Genetic Testing Company Should Free Data

Posted: June 18, 2013 at 5:49 pm

Now that the Supreme Court has ruled that merely isolating a DNA sequence does not make it eligible to patent, the question arises, What will happen to the crucially important data accumulated by an overly broad monopoly?

The answer to this question has implications for people who may have an inherited risk for breast and ovarian cancer and to the scientists who hope to use that data for life-saving decisions about cancer surgery.

For the past 15 years, Myriad Genetics of Salt Lake City, Utah, has performed more than a million diagnostic tests for mutations in two genes -- BRCA1 and BRCA2 -- that are associated with inherited risk of breast and ovarian cancer. The Supreme Court ruling means Myriad has enjoyed a 15-year monopoly far broader than it should have been. The company now faces a fateful decision about what to do with that data it collected as a monopolist.

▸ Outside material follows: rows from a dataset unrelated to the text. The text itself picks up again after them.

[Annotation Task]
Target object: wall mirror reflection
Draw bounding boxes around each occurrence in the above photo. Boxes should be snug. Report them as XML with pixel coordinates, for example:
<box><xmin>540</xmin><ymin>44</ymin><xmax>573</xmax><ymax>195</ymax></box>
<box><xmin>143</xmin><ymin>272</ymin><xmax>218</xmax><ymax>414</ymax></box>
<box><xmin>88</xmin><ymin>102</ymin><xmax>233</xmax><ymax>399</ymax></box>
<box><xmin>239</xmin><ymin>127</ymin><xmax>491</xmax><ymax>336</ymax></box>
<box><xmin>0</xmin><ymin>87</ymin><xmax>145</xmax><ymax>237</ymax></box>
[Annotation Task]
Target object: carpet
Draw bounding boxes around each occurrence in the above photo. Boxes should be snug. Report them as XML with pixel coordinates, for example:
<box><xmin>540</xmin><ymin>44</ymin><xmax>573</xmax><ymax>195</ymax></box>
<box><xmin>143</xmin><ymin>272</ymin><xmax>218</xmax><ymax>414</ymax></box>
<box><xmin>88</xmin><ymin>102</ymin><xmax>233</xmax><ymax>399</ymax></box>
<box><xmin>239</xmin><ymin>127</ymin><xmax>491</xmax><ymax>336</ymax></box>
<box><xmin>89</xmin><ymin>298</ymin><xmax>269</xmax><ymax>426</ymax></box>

Will Myriads data be kept as proprietary assets to give Myriad a leg up on the competition that has already arisen, with four companies announcing after the Courts decision they will introduce BRCA genetic testing? Or will Myriad share the data so others outside Myriad can know the basis for interpreting the tests?

Interpreting test results, regardless of what laboratory does the testing, depends crucially on access to data and objectively verifiable interpretation of test results. Data about test results and their clinical significance should be publicly available and objectively verifiable, not secreted in a proprietary database.

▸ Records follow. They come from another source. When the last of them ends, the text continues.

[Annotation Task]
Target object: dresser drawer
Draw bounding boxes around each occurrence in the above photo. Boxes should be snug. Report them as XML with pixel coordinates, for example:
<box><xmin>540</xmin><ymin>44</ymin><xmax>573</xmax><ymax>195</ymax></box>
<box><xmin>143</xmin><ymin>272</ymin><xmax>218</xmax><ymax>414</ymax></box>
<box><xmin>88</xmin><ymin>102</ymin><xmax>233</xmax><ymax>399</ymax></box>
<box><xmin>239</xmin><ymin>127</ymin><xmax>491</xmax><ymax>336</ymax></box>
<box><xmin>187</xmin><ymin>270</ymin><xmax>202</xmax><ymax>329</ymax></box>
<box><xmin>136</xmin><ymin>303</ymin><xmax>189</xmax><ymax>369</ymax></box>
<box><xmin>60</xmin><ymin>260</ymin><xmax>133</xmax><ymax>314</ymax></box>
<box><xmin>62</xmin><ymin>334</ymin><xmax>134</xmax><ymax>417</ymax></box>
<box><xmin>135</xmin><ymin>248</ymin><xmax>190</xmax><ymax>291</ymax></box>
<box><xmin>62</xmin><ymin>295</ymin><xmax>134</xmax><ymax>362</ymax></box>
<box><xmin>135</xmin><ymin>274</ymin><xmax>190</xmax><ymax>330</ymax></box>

Women (and some men) sending their samples to Myriad were not told their data would be kept as trade secrets. When there was a legal presumption of patent-enforceable monopoly, it would not have mattered. But now it does.

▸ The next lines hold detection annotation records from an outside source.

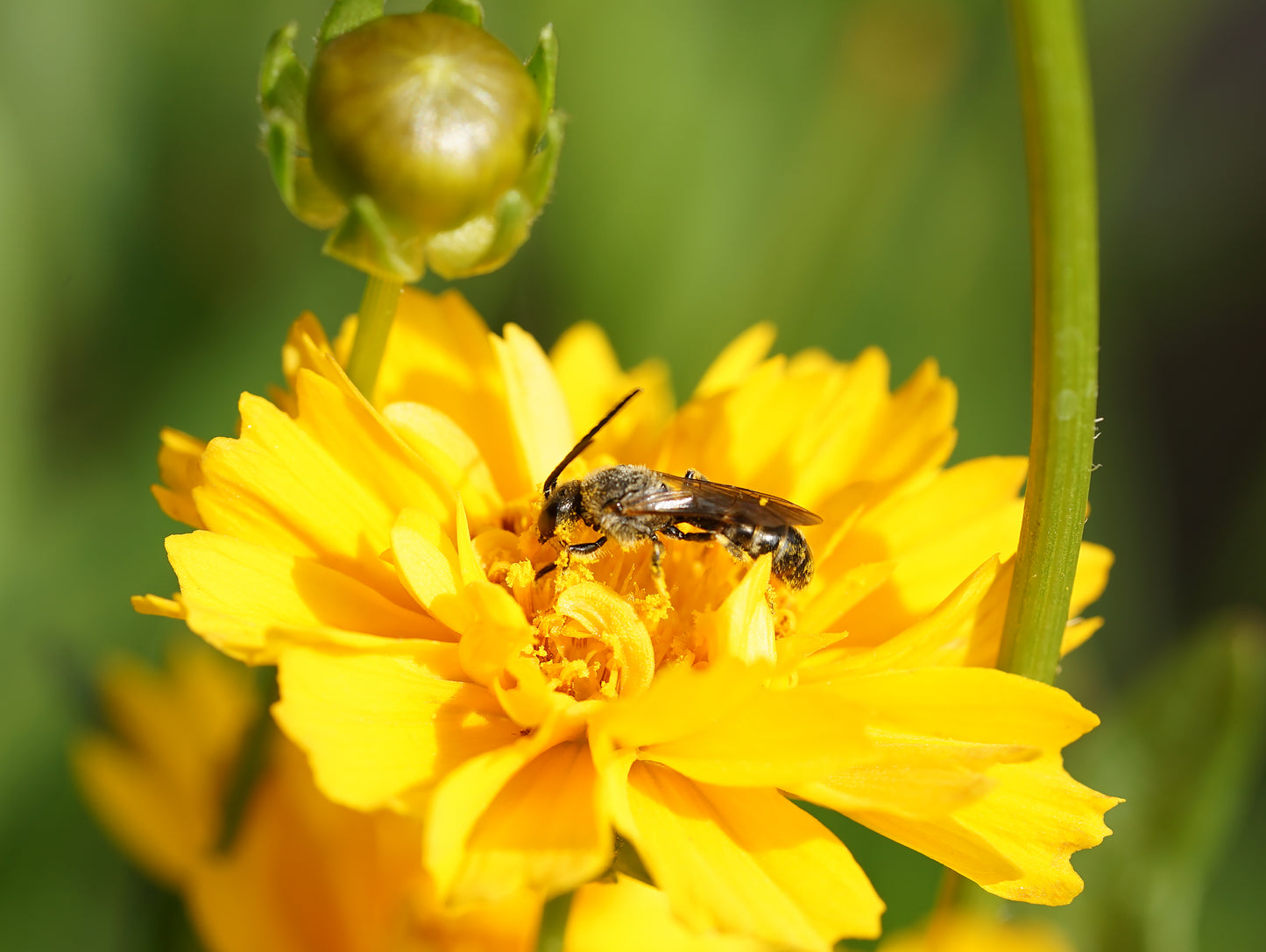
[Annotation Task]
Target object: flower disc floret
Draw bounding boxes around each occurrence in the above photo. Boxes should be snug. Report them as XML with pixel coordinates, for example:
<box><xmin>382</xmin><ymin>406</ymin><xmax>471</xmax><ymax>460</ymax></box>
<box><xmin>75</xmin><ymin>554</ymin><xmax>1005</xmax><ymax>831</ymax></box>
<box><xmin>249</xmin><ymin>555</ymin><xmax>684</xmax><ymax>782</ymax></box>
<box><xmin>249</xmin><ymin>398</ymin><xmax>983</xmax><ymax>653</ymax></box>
<box><xmin>308</xmin><ymin>12</ymin><xmax>541</xmax><ymax>234</ymax></box>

Accumulating the data was perfectly legal; and exclusive rights are the very purpose of patents. Moreoever, there is no law against hoarding data of commercial value; indeed, state laws protect trade secrets.

But data about peoples cancer risk are not the same as the secret formula for Coca-Cola. If someone wants a cola, she can buy Pepsi or Diet Rite. But for the past 15 years, Myriad has offered the only commercial test for BRCA mutations in the United States. That means the data about BRCA mutations flowed to Myriad and there they stopped.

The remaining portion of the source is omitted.